Em O mito do desenvolvimento econômico o autor aprofunda sua reflexão sobre a
utilização do excedente econômico como aspecto central da diferença entre a dinâmica
econômica do desenvolvimento e do subdesenvolvimento. Como aponta Mallorquin
(2005, pág. 206), em A economia brasileira e Dialética do desenvolvimento Furtado já
havia aprofundado sua análise acerca do excedente numa economia subdesenvolvida, mas
essa temática só é retomada n’O mito. Para o autor, “o que cria a diferença fundamental
e dá origem à linha divisória entre desenvolvimento e subdesenvolvimento é a orientação
dada à utilização do excedente engendrado pelo incremento de produtividade”
(FURTADO, 1981, pág. 26). Para o autor, nos países subdesenvolvidos, o excedente teria
sido utilizado inicialmente em importações, por onde se engendra a tendência à
dependência cultural e à modernização dos padrões de consumo, que se agrava quando
se dá o processo de industrialização por substituição de importações realizado
fundamentalmente por meio de subsidiárias de empresas sediadas nos países centrais.

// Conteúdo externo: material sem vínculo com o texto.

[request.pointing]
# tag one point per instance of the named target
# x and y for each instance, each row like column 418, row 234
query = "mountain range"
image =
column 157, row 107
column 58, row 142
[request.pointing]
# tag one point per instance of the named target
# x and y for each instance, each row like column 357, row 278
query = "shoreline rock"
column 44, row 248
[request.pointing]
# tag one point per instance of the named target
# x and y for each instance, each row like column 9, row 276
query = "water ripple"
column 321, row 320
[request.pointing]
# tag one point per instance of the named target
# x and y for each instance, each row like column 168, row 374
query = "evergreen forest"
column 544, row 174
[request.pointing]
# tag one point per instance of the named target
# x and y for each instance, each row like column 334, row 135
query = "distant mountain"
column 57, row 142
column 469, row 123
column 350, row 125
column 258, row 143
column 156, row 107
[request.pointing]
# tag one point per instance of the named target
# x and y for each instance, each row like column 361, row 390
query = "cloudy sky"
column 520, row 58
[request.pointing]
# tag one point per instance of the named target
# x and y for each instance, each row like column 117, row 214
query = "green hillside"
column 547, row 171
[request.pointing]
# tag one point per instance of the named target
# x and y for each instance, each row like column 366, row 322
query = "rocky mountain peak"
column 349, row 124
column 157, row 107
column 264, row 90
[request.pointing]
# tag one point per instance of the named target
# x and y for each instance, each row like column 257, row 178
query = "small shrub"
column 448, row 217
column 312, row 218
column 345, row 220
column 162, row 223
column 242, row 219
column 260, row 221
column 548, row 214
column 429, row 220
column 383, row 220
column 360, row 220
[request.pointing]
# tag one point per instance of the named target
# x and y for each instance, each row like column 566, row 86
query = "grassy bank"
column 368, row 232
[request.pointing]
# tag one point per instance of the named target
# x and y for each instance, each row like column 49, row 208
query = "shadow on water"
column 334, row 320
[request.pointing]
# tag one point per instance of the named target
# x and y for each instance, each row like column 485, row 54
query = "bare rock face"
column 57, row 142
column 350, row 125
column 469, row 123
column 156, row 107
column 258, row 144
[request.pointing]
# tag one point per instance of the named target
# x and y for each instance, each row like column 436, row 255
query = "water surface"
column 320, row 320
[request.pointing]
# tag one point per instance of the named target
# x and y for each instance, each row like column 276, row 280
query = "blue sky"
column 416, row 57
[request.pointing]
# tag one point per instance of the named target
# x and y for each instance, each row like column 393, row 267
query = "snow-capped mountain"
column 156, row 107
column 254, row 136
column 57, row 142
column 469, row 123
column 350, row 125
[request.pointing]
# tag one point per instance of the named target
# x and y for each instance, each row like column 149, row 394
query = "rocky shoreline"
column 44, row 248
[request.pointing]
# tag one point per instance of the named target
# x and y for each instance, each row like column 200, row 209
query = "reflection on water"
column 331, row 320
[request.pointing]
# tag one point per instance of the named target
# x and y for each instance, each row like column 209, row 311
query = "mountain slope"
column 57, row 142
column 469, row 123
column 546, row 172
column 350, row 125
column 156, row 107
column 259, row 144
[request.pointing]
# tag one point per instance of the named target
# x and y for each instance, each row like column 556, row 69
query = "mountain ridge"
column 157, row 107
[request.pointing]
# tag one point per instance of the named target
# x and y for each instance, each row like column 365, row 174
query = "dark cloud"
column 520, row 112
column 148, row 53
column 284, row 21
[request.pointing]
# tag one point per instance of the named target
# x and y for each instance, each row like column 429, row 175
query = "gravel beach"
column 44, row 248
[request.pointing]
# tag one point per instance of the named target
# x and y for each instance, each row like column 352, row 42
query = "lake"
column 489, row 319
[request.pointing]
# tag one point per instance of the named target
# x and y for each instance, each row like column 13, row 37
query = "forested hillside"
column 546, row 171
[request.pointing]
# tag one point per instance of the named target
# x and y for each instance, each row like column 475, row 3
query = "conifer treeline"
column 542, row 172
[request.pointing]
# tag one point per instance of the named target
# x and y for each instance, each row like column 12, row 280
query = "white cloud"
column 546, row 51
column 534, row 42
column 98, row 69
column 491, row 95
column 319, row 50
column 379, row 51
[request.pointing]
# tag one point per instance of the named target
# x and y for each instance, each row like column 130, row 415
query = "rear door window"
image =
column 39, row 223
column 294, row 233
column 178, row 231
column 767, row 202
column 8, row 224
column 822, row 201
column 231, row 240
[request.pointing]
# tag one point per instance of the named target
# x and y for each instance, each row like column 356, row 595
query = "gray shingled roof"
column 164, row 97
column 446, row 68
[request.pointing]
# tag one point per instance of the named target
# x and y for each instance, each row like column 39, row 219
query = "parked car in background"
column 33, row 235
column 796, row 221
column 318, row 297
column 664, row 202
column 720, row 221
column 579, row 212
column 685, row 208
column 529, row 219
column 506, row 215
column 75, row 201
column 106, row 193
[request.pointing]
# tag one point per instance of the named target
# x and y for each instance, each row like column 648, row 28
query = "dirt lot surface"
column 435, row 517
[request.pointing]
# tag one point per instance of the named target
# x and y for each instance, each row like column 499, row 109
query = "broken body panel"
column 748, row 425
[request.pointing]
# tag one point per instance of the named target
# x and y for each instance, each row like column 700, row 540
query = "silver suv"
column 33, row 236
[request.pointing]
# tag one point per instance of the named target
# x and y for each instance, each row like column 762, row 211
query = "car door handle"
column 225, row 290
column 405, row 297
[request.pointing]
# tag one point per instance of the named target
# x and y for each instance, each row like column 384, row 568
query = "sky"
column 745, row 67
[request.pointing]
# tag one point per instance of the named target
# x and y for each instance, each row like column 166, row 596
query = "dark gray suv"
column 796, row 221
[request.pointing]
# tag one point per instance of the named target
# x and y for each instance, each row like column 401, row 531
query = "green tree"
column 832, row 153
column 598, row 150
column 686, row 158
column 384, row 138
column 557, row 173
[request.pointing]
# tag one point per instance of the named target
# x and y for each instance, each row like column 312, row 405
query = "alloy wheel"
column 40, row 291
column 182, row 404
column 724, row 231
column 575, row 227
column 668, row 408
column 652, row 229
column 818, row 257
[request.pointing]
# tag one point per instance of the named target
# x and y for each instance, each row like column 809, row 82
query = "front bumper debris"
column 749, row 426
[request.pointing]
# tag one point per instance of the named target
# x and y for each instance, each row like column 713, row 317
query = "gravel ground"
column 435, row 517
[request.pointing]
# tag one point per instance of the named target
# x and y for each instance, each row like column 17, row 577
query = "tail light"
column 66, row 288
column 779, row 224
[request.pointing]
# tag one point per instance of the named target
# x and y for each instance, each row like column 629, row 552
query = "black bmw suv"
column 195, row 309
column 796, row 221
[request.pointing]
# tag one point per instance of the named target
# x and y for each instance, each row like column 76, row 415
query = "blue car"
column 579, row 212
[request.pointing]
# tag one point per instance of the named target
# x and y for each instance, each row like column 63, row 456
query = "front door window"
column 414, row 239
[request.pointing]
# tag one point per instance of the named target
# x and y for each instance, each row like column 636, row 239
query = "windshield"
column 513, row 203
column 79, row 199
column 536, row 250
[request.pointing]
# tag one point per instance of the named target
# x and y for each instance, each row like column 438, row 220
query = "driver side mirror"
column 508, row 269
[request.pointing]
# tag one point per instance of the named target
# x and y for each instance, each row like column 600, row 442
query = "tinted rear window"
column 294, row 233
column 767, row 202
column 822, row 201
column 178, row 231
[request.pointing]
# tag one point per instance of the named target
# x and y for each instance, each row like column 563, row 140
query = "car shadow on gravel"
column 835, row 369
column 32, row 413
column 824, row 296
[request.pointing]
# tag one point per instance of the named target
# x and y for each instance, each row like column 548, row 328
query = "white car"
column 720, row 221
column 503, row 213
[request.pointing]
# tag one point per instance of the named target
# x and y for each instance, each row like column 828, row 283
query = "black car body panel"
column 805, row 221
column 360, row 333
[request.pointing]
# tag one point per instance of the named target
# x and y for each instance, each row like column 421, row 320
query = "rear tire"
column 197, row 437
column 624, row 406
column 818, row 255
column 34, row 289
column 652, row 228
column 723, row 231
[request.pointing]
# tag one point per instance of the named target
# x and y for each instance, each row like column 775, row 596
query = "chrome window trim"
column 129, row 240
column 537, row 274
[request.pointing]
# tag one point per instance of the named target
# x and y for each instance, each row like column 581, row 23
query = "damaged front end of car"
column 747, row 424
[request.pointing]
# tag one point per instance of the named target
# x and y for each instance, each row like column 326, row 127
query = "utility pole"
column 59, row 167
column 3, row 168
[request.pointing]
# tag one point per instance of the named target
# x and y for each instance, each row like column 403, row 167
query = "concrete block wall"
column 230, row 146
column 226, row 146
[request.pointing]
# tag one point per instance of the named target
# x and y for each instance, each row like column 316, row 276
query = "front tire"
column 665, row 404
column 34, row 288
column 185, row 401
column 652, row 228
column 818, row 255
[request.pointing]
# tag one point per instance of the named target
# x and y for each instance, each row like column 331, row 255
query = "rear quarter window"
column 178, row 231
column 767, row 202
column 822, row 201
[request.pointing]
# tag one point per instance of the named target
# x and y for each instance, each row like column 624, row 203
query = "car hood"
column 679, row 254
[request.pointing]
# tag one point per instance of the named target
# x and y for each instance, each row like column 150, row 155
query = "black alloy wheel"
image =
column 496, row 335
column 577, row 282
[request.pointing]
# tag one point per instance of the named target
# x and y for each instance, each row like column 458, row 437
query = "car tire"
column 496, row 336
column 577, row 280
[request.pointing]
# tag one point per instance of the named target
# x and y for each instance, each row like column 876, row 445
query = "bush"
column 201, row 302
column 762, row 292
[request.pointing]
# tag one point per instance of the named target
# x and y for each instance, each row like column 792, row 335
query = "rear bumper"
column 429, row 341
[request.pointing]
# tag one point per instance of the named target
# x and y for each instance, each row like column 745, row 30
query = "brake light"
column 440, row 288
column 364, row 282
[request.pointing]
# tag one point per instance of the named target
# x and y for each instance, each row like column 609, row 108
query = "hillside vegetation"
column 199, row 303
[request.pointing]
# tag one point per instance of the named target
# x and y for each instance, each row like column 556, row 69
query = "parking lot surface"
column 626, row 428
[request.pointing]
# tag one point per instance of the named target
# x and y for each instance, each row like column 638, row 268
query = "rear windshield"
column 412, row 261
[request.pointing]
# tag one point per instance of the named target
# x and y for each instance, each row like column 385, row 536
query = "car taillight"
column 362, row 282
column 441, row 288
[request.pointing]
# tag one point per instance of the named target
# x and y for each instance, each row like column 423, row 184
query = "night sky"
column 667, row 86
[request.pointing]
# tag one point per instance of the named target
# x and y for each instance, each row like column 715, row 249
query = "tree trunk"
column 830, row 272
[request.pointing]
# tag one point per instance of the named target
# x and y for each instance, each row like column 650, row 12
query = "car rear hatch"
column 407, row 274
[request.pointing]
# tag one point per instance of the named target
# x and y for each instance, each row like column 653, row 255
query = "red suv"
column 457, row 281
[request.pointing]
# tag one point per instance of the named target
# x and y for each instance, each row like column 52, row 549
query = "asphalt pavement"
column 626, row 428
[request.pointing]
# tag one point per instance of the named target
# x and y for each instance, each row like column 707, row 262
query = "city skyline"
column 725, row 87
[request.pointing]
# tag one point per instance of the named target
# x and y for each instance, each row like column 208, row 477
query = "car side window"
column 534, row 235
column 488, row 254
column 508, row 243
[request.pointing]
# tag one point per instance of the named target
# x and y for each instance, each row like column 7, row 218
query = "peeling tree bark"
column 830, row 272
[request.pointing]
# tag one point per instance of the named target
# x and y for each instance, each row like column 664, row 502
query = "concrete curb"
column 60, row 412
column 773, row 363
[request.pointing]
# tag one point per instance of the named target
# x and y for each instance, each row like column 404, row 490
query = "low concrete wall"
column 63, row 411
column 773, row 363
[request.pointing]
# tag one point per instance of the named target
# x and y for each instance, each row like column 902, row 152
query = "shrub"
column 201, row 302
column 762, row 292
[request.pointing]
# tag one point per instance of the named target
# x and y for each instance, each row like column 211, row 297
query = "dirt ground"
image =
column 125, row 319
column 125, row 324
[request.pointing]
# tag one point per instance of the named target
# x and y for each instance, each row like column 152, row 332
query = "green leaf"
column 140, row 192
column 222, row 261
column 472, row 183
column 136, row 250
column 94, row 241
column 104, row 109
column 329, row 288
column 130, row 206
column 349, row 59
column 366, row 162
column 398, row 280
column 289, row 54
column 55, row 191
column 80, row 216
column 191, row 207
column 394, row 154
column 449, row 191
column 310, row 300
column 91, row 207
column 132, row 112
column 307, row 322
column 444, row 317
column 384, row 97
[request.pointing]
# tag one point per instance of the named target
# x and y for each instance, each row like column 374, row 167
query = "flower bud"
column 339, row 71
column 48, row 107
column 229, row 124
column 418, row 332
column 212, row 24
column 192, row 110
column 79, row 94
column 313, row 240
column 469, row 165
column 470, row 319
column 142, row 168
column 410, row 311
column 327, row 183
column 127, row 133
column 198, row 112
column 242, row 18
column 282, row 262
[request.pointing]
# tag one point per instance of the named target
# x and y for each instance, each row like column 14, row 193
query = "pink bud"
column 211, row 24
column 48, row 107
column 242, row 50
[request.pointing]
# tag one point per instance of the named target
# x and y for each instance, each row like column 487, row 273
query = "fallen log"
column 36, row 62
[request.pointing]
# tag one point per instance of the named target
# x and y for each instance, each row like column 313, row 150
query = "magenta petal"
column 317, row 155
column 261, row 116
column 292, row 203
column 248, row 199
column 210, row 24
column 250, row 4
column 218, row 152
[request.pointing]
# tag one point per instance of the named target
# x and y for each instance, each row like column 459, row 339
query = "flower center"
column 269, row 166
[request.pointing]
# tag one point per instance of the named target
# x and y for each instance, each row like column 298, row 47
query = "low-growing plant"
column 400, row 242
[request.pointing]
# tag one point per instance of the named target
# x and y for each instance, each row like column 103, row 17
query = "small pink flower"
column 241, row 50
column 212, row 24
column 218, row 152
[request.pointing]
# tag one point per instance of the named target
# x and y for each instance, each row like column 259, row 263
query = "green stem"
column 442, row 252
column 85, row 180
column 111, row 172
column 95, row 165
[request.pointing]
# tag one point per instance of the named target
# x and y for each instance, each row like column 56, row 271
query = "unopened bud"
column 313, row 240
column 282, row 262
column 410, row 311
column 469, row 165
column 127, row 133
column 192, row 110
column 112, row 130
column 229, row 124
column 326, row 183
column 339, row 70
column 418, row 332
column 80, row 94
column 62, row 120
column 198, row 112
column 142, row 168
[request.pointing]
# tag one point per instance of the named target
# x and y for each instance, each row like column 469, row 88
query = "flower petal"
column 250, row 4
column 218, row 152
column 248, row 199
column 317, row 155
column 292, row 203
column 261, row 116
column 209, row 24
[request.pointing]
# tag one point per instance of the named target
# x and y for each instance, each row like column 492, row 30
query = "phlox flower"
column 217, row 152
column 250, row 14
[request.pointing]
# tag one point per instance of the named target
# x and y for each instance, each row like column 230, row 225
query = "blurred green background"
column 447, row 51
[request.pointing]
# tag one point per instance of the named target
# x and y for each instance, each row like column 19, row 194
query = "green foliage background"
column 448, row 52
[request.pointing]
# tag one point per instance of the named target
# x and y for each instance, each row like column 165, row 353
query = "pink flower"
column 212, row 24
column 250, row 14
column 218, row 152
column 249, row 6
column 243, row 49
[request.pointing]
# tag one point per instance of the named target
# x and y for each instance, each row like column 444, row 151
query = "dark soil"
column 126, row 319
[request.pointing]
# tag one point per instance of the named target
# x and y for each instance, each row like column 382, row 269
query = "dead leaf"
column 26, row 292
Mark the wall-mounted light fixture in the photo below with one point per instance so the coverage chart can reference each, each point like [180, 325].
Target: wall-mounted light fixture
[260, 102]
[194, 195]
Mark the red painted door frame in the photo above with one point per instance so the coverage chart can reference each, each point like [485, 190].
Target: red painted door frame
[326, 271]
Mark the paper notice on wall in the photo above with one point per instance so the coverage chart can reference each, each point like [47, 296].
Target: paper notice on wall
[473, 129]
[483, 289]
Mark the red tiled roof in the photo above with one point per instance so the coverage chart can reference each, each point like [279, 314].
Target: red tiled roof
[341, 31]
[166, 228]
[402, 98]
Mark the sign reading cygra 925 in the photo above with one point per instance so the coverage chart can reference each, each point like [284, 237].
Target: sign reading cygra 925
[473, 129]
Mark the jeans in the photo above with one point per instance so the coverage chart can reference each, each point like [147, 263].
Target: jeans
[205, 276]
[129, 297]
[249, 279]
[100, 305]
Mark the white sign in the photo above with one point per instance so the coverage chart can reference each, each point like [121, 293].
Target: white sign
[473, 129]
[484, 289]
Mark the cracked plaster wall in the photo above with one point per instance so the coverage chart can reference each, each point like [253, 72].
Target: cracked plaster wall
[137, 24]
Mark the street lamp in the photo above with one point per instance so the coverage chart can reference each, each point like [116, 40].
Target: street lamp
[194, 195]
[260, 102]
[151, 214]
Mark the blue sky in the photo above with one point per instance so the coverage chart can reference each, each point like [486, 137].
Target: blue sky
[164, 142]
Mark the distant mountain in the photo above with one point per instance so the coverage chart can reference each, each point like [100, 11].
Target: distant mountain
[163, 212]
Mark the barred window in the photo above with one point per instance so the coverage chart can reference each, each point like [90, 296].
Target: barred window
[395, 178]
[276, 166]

Em seguida, Furtado analisa o grande poder econômico, e mesmo político, que os
oligopólios haviam adquirido no capitalismo do pós-guerra. Com a integração econômica,
grandes empresas transnacionais puderam expandir geograficamente suas operações, o
que lhes permitiu influenciar diretamente nas economias de diversos países. Dessa forma,
as grandes empresas combinam o elevado desenvolvimento técnico presente nos países
centrais com o baixo custo da mão de obra dos países periféricos (FURTADO, 1981, pág.
50). Para o autor, isso representaria o declínio dos sistemas econômicos nacionais e
surgimento de um sistema econômico integrado internacionalmente em que as grandes
transnacionais assumem grande relevância.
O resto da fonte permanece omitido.